3 responses to “The postgraduate problem?

  1. “…let’s look at demand.” Seems you forgot that step of the process.

    What is the unemployment rate for recent postgraduates? What’s the wage premium for a MA over a BA or a MS over a BS? What’s the wage premium for a PhD? Is there any economic incentive for postgraduate education, or is the opportunity cost net-negative? Does postgraduate education actually make it harder to find gainful employment? Are these not questions that need asking? If not, why not?

    No matter how deep the demand-side crisis, the fetish for supply-side solutions lives on. Why is that?

  2. Thanks for comments Anonymous Coward. Perhaps if I rephrase in more economic/ market language? Adjust pricing and incentives to influence labour and employer demand (rather than extensive supply subsidy at inflated pricing), address information failures and develop better understanding of short term time preference/risk and opportunity cost issues. These last two issues (alongside employer demand and labour productivity issues) might be helpfully informed by greater information on returns and employment rates – see (pp 96 onwards) – as a reasonable place to start.

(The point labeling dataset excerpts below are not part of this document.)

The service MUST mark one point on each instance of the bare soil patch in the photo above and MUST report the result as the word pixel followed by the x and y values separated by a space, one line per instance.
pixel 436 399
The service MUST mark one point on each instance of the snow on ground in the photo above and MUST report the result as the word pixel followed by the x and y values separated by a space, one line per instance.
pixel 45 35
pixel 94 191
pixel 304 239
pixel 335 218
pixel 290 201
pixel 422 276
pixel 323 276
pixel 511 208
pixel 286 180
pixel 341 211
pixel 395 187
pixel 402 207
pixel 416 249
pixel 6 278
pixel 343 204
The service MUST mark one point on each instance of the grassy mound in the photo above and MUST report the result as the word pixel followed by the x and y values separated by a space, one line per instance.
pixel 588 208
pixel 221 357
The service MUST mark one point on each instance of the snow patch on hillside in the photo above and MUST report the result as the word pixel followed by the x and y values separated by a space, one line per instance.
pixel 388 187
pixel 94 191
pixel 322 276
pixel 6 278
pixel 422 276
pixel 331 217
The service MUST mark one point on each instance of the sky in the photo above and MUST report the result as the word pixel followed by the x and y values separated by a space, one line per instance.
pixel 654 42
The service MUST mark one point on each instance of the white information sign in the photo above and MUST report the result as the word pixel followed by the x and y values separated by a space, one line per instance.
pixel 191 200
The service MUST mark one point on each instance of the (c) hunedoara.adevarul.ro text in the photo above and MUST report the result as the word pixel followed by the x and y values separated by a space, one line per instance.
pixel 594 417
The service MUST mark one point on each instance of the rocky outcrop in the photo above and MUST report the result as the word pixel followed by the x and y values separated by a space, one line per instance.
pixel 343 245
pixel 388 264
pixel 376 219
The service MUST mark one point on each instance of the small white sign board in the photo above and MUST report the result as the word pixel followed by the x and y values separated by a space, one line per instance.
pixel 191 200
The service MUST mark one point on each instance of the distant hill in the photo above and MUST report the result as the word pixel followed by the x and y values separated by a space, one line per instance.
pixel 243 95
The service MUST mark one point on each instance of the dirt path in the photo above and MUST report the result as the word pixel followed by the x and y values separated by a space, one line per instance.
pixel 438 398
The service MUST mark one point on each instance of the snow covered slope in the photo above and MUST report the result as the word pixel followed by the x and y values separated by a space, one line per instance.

  3. “Like David Willetts and others, I am not persuaded that simply extending large loans to postgraduates is the answer because as we know this will inevitably create regulation on numbers, additional bureaucracy and financial pressures that will ultimately reduce numbers, choice and funding elsewhere in higher education.” More than a little intellectual elision going on in this argument, if not full-force circularity. What is not addressed is the fact that there is demand for postgraduate education, but indebted students are not willing to accrue more debt. Thus in the UK we have fewer people going forward to PG than any other OECD country, and indeed, fewer than Kazakhstan.